Il Forum famiglie alle donne iraniane: «Non siete sole!»

L’appello per chiedere la fine delle violenze fisiche e culturali che si perpetuano in Iran: «Non si può essere arrestate, per poi morire, per una ciocca di capelli fuori posto»

«Donne iraniane, non siete sole!». Inizia così, con una presa di posizione forte accanto alle vittime, l’appello delle donne e degli uomini del Forum famiglie di fronte alle violenze fisiche e culturali che da molti mesi si perpetuano in Iran nei confronti delle donne. «Non si può essere arrestate, per poi morire, a causa di una ciocca di capelli fuori posto sotto il velo. Non si può essere vittime, ancora oggi, di matrimoni forzati (profondi e sofferenti, da far venire i brividi, sono gli occhi delle spose-bambine), stupri impuniti», si legge nel testo. E ancora: «È intollerabile essere schiave di lavori disumani, di tratte; non si può essere condannate “all’analfabetismo”. Tante e troppe sono le discriminazioni, gli abusi e le ingiustizie che nell’epoca attuale molte donne in diverse parti della Terra subiscono sulla loro pelle silenziosamente».

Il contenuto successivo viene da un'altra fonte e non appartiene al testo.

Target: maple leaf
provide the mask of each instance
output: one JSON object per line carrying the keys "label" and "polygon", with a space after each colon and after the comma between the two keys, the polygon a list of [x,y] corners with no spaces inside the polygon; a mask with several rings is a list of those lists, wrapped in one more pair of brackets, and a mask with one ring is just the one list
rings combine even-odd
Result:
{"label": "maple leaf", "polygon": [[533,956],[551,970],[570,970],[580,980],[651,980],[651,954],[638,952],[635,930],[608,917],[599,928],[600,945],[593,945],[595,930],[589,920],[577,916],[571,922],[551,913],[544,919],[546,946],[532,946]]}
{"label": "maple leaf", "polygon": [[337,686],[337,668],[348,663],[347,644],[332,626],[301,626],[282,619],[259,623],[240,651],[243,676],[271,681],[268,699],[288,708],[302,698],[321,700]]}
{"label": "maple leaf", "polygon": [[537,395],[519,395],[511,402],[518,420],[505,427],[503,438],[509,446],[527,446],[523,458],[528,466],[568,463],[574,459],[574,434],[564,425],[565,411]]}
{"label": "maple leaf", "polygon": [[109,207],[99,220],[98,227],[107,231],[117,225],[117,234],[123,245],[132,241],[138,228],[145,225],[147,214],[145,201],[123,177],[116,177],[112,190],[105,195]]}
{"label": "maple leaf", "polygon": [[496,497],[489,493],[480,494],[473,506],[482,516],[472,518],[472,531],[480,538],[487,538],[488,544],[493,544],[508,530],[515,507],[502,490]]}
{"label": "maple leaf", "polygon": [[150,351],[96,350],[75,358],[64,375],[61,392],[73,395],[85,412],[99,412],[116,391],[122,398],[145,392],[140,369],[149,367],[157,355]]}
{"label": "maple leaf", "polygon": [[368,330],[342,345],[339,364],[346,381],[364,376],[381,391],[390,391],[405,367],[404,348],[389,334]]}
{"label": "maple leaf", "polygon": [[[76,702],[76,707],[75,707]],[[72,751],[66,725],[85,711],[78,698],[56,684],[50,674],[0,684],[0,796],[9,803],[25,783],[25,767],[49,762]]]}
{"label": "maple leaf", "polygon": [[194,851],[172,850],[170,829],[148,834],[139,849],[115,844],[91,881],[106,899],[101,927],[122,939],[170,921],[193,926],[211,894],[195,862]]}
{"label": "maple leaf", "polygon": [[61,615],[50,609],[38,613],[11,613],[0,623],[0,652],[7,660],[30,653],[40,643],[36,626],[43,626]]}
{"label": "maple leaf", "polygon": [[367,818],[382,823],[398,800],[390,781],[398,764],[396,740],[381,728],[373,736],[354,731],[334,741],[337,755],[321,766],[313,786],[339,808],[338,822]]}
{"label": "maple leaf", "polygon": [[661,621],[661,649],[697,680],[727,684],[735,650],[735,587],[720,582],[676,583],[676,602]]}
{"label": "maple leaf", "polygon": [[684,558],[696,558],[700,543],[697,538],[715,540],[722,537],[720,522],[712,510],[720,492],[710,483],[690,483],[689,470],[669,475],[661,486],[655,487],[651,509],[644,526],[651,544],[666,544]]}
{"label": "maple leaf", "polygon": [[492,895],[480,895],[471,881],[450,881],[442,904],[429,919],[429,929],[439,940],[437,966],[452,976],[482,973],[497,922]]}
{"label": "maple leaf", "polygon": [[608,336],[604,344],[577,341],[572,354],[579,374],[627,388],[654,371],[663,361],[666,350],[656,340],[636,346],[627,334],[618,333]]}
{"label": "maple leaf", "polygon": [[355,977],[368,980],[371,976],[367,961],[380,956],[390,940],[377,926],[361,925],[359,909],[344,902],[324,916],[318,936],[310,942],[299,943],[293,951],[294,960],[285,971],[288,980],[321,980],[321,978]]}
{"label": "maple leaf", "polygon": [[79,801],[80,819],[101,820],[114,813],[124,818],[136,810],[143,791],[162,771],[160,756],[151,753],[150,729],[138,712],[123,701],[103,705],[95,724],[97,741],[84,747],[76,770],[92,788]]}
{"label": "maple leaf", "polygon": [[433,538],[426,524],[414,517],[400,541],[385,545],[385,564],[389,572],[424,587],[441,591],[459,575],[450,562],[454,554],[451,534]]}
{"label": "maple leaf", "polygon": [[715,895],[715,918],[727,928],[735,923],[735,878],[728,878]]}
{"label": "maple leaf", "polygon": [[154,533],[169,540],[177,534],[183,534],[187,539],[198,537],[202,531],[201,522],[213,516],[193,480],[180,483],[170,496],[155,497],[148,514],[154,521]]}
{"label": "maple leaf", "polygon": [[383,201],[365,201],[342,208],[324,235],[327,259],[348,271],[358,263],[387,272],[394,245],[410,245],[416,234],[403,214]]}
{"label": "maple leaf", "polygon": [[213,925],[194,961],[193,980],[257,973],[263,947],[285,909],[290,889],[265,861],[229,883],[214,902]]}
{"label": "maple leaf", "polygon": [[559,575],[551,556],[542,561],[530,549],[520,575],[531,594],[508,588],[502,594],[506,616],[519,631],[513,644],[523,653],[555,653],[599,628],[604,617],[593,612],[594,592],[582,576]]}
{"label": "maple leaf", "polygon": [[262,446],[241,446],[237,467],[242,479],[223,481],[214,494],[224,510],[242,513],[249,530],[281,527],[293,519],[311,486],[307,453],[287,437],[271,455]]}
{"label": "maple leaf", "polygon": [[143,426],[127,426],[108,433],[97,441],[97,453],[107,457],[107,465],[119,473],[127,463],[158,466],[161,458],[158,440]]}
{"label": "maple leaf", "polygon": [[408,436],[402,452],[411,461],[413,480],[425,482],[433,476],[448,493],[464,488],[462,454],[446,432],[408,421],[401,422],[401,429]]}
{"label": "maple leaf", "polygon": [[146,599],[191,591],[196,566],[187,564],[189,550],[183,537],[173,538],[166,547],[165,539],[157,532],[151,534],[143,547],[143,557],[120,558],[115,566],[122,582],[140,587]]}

Lo dimostrano i fatti. Basti pensare che mentre «da un lato nei Paesi civili sempre più donne faticosamente e meritatamente conquistano ruoli di prestigio e riescono ad occupare spazi che fino a pochi anni fa erano riservati ai soli uomini, dall’altro diversi sono i Paesi in cui anche solo la strada verso la conquista della libertà, del rispetto e della tutela dei diritti del mondo femminile è totalmente al palo». Ora però, commentano dal Forum, «il grido di dolore che si è levato in questi giorni tra le donne e gli uomini iraniani mobilitatisi per far ascoltare la loro voce di protesta dopo la morte della ventiduenne Mahsa Amini è giunto fino a noi, togliendoci il fiato: colpiscono profondamente le immagini di ragazze e giovani che, letteralmente stremate da una irragionevole compressione dei loro diritti, sfidano il regime per il sacrosanto riconoscimento delle loro libertà – rilevano -. Tocca e commuove, soprattutto, il loro grande coraggio di rischiare persino la vita. E il pensiero va ad Alessia Piperno, la nostra connazionale arrestata e a tutti coloro che si sono uniti a sostegno delle iraniane. No, non si può restare a guardare».

Basta la dimensione della quotidianità per rendersene conto. «Nel momento in cui osserviamo una nostra figlia studiare, lavorare, formarsi, esprimere desideri e aspettative, parlare di futuro, sognare, vestirsi liberamente – prosegue il testo dell’appello -, pensiamo che contemporaneamente ci sono luoghi in cui molte sono le donne a cui anche il solo decidere “cosa indossare e come” è negato e a loro va tutto il nostro sostegno, la nostra solidarietà». Di qui la scelta di unirsi al «coro di appelli che si stanno susseguendo in questi giorni per chiedere a gran voce il riconoscimento e la tutela della libertà di queste donne, cittadine degne del mondo come noi e come noi, quindi, con il diritto di esprimersi, realizzarsi e formarsi in alleanza con l’universo maschile. Chiediamo che il dialogo tra le parti e l’ascolto dei giovani manifestanti prendano il posto delle ostilità, della violenza, della chiusura – le parole del Forum famiglie -; auspichiamo che a livello internazionale si cooperi affinché queste nostre madri, sorelle, figlie abbiano la possibilità di contribuire a costruire, attraverso idee, conoscenze, talenti ed azioni, un mondo migliore». Si tratta di mette in atto un vero «cambio culturale»: una battaglia da condurre «insieme, uomini e donne».